Performance Contracting. Government's contracting with other organizations to provide services to customers with outcome-based performance targets included in the agreement. (See Outcomes.)
Performance Indicators. Data-based measurements that indicate progress toward achieving outcomes. (See Outcomes.)
Performance Measurement. Measurement on a regular basis of the results and efficiency of services or programs.
Phased Retirement. Employment arrangements that allow workers to move gradually from full-time employment to retirement.
PIA (Primary Insurance Amount). The monthly Social Security benefit paid to beneficiaries who begin collecting benefits at the normal retirement age; it is based on a worker's average indexed monthly earnings.
PILOTS (Payments in Lieu of Taxes). Cash and in-kind contributions that a tax-exempt entity makes more or less voluntarily to a taxing body.
Preferred Provider Organization (PPO). Managed care entity that consists of hospitals, physicians, and other providers on contract to an insurer, employer, third-party administrator, or other sponsoring group to provide health care services to covered individuals.
Price Indexing. (Compare Wage Indexing).

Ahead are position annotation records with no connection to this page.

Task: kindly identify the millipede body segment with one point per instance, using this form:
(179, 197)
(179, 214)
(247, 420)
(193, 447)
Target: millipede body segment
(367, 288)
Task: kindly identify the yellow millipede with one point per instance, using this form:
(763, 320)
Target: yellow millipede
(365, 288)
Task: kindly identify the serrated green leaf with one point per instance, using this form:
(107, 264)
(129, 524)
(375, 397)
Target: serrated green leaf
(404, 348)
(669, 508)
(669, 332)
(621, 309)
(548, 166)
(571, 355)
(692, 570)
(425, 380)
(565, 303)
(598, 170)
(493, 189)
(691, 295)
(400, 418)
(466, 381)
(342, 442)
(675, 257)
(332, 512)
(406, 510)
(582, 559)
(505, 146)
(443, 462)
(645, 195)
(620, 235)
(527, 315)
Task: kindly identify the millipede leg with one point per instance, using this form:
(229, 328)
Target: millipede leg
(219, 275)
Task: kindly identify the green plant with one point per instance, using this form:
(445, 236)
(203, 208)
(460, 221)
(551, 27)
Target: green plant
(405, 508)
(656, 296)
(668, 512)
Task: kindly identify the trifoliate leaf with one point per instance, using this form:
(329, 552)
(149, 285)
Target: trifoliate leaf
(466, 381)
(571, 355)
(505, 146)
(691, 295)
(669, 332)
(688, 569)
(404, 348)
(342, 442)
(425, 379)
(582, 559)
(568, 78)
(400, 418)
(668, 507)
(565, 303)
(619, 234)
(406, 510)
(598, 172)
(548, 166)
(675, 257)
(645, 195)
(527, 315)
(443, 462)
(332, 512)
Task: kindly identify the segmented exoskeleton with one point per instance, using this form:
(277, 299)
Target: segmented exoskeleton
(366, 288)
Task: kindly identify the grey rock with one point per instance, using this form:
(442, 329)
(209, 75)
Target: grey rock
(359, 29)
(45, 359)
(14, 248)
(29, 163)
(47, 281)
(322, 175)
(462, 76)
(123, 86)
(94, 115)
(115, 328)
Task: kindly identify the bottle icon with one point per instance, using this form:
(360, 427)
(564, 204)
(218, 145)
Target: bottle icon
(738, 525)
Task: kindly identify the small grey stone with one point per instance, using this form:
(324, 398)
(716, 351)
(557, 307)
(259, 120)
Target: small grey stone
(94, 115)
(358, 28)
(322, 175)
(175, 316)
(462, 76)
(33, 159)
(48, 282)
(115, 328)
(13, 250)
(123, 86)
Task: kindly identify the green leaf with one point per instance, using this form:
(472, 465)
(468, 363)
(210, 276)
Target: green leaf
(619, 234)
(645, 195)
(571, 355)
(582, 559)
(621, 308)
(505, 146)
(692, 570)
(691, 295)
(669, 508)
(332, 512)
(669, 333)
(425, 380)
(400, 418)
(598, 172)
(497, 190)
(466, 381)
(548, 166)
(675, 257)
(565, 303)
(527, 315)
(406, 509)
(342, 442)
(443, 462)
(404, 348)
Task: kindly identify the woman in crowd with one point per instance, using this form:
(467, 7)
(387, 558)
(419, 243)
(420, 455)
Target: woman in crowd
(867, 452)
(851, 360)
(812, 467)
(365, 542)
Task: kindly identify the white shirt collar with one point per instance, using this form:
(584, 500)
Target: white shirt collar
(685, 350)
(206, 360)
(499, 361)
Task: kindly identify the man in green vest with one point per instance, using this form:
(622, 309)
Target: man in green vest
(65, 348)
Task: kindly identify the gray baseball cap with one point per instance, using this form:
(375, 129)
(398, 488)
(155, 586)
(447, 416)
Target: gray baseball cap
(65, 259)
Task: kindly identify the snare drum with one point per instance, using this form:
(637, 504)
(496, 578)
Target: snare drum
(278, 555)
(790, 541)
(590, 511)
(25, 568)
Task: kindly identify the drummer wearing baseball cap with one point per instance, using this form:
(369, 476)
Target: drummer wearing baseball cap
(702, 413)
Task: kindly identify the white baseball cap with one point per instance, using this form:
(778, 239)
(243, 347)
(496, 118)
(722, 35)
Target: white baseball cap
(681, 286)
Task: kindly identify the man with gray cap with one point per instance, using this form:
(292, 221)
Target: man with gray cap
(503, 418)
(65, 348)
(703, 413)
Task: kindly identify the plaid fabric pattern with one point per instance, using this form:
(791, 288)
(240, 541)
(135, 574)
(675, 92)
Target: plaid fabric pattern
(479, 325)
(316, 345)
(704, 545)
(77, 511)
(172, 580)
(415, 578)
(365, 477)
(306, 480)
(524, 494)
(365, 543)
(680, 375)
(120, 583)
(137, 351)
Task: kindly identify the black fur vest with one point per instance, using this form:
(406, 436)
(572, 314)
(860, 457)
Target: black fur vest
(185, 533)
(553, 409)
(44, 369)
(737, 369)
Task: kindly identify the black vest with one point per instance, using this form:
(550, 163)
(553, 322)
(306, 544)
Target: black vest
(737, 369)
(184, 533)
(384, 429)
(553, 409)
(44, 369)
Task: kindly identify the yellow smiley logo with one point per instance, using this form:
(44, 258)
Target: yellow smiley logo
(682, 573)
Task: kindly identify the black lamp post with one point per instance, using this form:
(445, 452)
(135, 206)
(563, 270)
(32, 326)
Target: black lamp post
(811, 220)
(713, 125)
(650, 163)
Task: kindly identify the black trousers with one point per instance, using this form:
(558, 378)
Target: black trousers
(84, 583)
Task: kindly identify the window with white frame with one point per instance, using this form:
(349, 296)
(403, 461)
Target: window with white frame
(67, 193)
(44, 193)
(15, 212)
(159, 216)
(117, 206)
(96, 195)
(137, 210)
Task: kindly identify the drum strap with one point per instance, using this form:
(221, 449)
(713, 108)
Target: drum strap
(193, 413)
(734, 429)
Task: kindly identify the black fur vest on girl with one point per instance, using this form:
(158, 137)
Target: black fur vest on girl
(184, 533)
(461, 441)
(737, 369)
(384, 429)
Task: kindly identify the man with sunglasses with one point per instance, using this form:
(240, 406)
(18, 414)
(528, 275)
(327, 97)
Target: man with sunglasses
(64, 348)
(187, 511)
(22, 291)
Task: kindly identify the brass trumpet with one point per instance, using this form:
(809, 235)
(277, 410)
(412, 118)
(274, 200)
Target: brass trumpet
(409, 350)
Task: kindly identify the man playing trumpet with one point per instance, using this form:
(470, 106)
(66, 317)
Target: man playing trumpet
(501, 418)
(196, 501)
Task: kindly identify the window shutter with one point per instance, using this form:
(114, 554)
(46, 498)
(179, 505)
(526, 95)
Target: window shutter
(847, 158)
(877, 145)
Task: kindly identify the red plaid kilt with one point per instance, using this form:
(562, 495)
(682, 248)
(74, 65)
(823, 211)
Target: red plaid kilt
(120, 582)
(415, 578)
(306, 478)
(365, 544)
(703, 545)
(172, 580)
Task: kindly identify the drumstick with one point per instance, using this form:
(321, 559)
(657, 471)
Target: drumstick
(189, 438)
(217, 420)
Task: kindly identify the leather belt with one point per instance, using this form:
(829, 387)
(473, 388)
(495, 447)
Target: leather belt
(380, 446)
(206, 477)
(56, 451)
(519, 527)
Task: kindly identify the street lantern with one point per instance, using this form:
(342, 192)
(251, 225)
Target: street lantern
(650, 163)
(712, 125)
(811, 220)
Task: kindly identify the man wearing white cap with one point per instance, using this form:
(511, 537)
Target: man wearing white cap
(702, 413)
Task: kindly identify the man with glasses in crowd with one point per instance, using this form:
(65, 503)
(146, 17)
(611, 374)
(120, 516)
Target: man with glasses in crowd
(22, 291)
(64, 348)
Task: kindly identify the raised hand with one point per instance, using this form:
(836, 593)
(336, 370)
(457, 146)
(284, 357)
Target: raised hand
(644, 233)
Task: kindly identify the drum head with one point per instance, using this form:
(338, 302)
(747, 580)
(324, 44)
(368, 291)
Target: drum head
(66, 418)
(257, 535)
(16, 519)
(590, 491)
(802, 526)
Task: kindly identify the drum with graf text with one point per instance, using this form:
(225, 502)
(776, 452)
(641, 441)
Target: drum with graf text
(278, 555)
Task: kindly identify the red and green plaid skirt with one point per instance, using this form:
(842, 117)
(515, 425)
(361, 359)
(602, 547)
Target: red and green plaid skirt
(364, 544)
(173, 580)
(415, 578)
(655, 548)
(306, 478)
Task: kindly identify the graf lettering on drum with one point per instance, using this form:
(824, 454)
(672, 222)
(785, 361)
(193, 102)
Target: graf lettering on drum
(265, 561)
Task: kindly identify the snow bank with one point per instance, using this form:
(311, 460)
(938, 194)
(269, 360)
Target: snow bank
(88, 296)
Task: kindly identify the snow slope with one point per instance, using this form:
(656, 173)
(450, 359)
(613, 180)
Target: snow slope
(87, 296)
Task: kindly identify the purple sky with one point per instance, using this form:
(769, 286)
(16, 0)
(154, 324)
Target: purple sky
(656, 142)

Adjusting amounts by the change over time in prices; one prominent Social Security reform proposal would price-index earnings to compute benefits, instead of using wage indexing.
Primary Disease Prevention. Primary disease prevention is aimed at reducing the number of people contracting disease. It can include population-based activities (e.g., water and sanitation services, environmental improvement, health education) or individual clinical services (e.g., immunization). (See also Secondary Disease Prevention)
Prisoner Re-entry. The process of leaving prison and returning to society.
Progressivity. A measure of how tax burdens increase with income. A progressive tax raises a proportionately larger share of income from higher-income than from lower-income taxpayers. Conversely, a regressive tax burdens lower-income populations proportionately more than higher-income ones.
Property Tax. A tax based on the value of property owned by an individual or household. In the United States, most property taxes are levied locally.
Proposition 13. California's hugely effective and nationally influential property tax relief proposition that became law on July 1, 1978.
Prospective Payment. A method of payment for health care services in which the amount of payment for services is set prior to the delivery of those services and the hospital (or other provider) is largely at risk for losses or stands to gain from surpluses that accrue in the payment period. Prospective payment rates typically are per service, per diem, per case, or per capita rates. Rates are adjusted to account for case-mix complexity.
PRWORA (Personal Responsibility and Work Opportunity Reconciliation Act of 1996). Welfare reform act under the Clinton Administration that had the primary goal of helping welfare recipients become self-supporting; abolished open-ended funding of welfare and replaced it with the TANF block grant. (See TANF.)
Public Option. A public health insurance plan, created by the federal government, that would compete with private insurers. The public plan is being considered under health care reform as a way to provide a more affordable option for those purchasing coverage through a health insurance exchange. A public insurance plan would likely cost less than many private plans because it would have lower administrative costs and could establish or negotiate lower provider payment rates. As a consequence, the presence of a public plan option could spur private insurers to compete more aggressively by managing care more efficiently and lowering their own costs.